Les éléments confirmés et contestés — Plusieurs points sont à distinguer :

  • Le mémo provient d'une audition menée par le FBI en octobre 2019, après le décès d'Epstein. Il relève du corpus appelé « Epstein Files » rendu public par la justice américaine.
  • Michael Reiter est nommé comme source dans le document — son nom avait été initialement caviardé par le Département de la Justice puis dévoilé par la presse.
  • La Maison-Blanche a répondu de manière évasive : une porte-parole a déclaré que l'appel « a peut-être eu lieu en 2006, ou peut-être pas », tout en soulignant que Trump affirme avoir expulsé Epstein de Mar-a-Lago pour son comportement répugnant.

Photo évoquant Ghislaine Maxwell

Pourquoi cela a de l'importance — Ce mémo interroge sur plusieurs points clés qui dépassent la simple anecdote :

  • La chronologie : savoir qui, quand et comment a été informé des agissements d'Epstein est central pour comprendre l'ampleur du réseau et les responsabilités éventuelles.
  • La crédibilité des témoignages : les mémos d'audition relatent des propos rapportés et peuvent mêler souvenirs, interprétations et formulations. Ils ne valent pas verdict, mais sont des indices utiles pour les enquêteurs et le public.
  • L'impact politique : lorsqu'il s'agit d'une personnalité publique devenue chef d'État, tout élément montrant qu'elle connaissait des informations sensibles avant qu'elles ne soient publiques prend une dimension politique et médiatique significative.

Photo d'archives montrant la relation passée entre Trump et Epstein

Contexte relationnel — Il est établi que Trump et Epstein ont eu des contacts amicaux au début des années 2000. Des déclarations publiques passées de Trump, notamment une interview de 2002, témoignent d'une relation au moins superficiellement chaleureuse. Trump affirme avoir rompu les liens après la condamnation d'Epstein en 2008, minimisant par la suite l'importance de leur relation.
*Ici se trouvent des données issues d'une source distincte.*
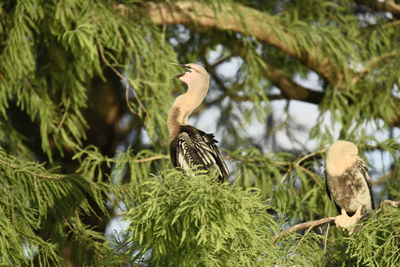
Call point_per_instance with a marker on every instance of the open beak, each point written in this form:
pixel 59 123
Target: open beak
pixel 182 65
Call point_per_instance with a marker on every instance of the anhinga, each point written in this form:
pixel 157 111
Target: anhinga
pixel 190 147
pixel 348 183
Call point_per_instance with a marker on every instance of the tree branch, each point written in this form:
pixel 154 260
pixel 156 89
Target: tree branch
pixel 291 89
pixel 302 226
pixel 264 27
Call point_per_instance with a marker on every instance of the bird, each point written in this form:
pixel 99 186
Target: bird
pixel 348 183
pixel 189 146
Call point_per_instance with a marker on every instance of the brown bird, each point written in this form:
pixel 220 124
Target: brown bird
pixel 348 183
pixel 189 146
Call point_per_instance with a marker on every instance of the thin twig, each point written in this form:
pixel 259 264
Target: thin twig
pixel 326 236
pixel 151 158
pixel 13 166
pixel 383 178
pixel 64 115
pixel 301 226
pixel 123 78
pixel 310 156
pixel 127 99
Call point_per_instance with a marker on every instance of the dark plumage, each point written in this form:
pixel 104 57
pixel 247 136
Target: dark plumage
pixel 193 147
pixel 190 147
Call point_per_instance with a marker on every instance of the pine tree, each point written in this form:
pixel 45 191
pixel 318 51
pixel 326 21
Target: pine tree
pixel 85 89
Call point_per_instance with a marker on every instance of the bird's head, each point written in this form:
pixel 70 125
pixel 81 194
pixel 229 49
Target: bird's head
pixel 194 74
pixel 340 156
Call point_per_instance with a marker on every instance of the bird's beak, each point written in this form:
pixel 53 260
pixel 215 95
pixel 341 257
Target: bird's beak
pixel 177 64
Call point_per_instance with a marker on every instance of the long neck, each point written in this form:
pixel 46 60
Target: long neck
pixel 338 164
pixel 184 106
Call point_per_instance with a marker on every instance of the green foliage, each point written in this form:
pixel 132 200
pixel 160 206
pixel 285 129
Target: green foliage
pixel 196 221
pixel 85 89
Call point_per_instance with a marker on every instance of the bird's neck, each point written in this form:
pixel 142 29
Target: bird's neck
pixel 339 164
pixel 184 106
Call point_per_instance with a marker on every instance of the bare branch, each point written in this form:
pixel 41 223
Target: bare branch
pixel 388 5
pixel 302 226
pixel 291 89
pixel 261 25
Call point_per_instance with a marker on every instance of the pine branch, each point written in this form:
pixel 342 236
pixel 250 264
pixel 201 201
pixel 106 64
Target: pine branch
pixel 261 25
pixel 302 226
pixel 289 88
pixel 38 175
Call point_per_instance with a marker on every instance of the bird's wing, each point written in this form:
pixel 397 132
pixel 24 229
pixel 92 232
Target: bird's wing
pixel 329 191
pixel 197 149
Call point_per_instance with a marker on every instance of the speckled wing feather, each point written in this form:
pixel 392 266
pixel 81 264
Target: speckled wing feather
pixel 193 147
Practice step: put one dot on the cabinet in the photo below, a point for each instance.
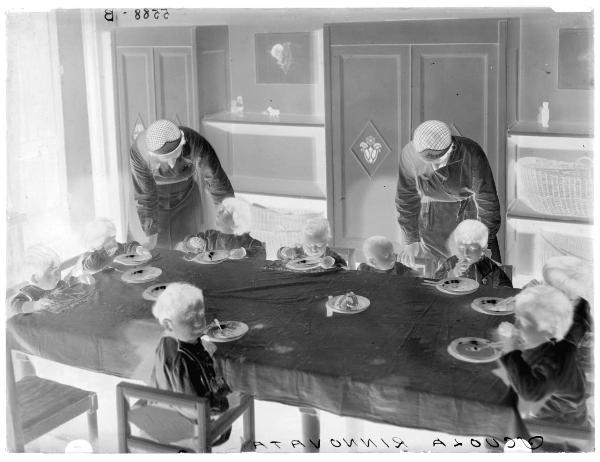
(278, 156)
(382, 81)
(549, 196)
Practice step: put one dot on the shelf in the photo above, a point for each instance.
(254, 118)
(557, 129)
(519, 210)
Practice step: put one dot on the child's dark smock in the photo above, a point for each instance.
(398, 269)
(484, 271)
(188, 368)
(552, 371)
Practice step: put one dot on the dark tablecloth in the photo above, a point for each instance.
(387, 364)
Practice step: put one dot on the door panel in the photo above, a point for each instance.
(370, 126)
(459, 84)
(175, 92)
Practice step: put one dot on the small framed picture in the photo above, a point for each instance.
(284, 58)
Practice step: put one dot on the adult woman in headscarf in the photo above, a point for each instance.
(443, 180)
(167, 164)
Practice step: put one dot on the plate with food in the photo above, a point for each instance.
(132, 259)
(153, 292)
(349, 303)
(226, 331)
(141, 275)
(495, 306)
(474, 350)
(211, 257)
(457, 286)
(237, 254)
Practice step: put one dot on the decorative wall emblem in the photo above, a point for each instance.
(137, 128)
(370, 149)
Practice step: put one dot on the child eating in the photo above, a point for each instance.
(181, 363)
(43, 267)
(467, 244)
(316, 235)
(233, 219)
(381, 258)
(100, 237)
(540, 356)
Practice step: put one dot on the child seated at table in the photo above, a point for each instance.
(381, 258)
(315, 235)
(181, 362)
(573, 277)
(540, 356)
(100, 238)
(233, 219)
(468, 244)
(42, 265)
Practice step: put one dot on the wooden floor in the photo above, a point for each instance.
(274, 423)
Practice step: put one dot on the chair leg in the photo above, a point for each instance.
(249, 427)
(93, 429)
(311, 427)
(93, 422)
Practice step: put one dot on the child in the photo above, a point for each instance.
(99, 237)
(540, 358)
(43, 267)
(468, 243)
(181, 363)
(573, 277)
(316, 236)
(380, 256)
(233, 219)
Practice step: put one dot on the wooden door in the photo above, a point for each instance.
(382, 80)
(137, 110)
(458, 84)
(175, 71)
(370, 124)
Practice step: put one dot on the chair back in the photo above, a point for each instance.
(196, 405)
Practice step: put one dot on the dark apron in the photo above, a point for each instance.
(180, 212)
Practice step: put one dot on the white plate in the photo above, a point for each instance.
(141, 275)
(132, 259)
(237, 254)
(304, 264)
(489, 305)
(153, 292)
(232, 330)
(363, 304)
(473, 350)
(457, 286)
(211, 257)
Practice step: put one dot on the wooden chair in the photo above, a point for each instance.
(37, 406)
(167, 426)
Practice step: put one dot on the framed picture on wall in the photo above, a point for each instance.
(575, 59)
(284, 58)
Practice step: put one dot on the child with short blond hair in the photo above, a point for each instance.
(233, 221)
(316, 235)
(381, 258)
(181, 362)
(99, 238)
(468, 244)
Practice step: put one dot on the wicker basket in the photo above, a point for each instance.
(555, 187)
(278, 227)
(558, 244)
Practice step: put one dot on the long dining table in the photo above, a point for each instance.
(387, 364)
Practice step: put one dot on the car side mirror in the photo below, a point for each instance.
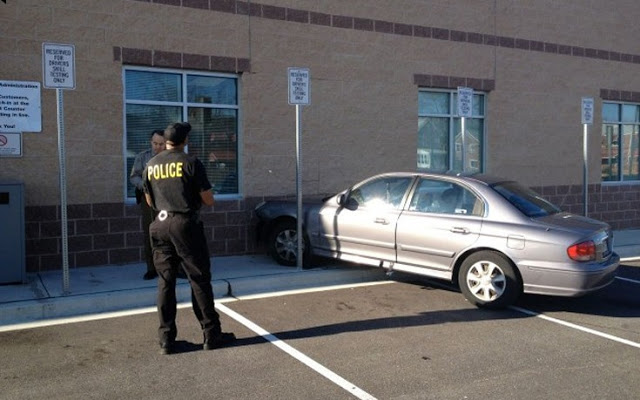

Quelles suites possibles ? — La publication des « Epstein Files » et des mémos d'audition est susceptible d'alimenter de nouvelles demandes d'enquête ou de réexamen des archives judiciaires. Néanmoins, la publication d'un mémorandum ne remplace pas une enquête judiciaire complète : il faudra recouper les éléments, interroger d'autres témoins, et vérifier les dates et preuves matérielles pour établir des faits au-delà des propos rapportés.

Photo liée aux réactions officielles

En résumé — Le mémo évoqué apporte un éclairage nouveau sur ce qui se dit au sein des élites autour d'Epstein dès 2006. Il ne constitue pas une preuve judiciaire définitive que Trump connaissait l'ensemble des crimes d'Epstein à cette date, mais il pose des questions légitimes sur la chronologie des informations et des réactions. Pour le lecteur : gardez à l'esprit la différence entre récit rapporté et preuve, et suivez les investigations futures pour voir si ces éléments sont corroborés par d'autres témoignages ou documents.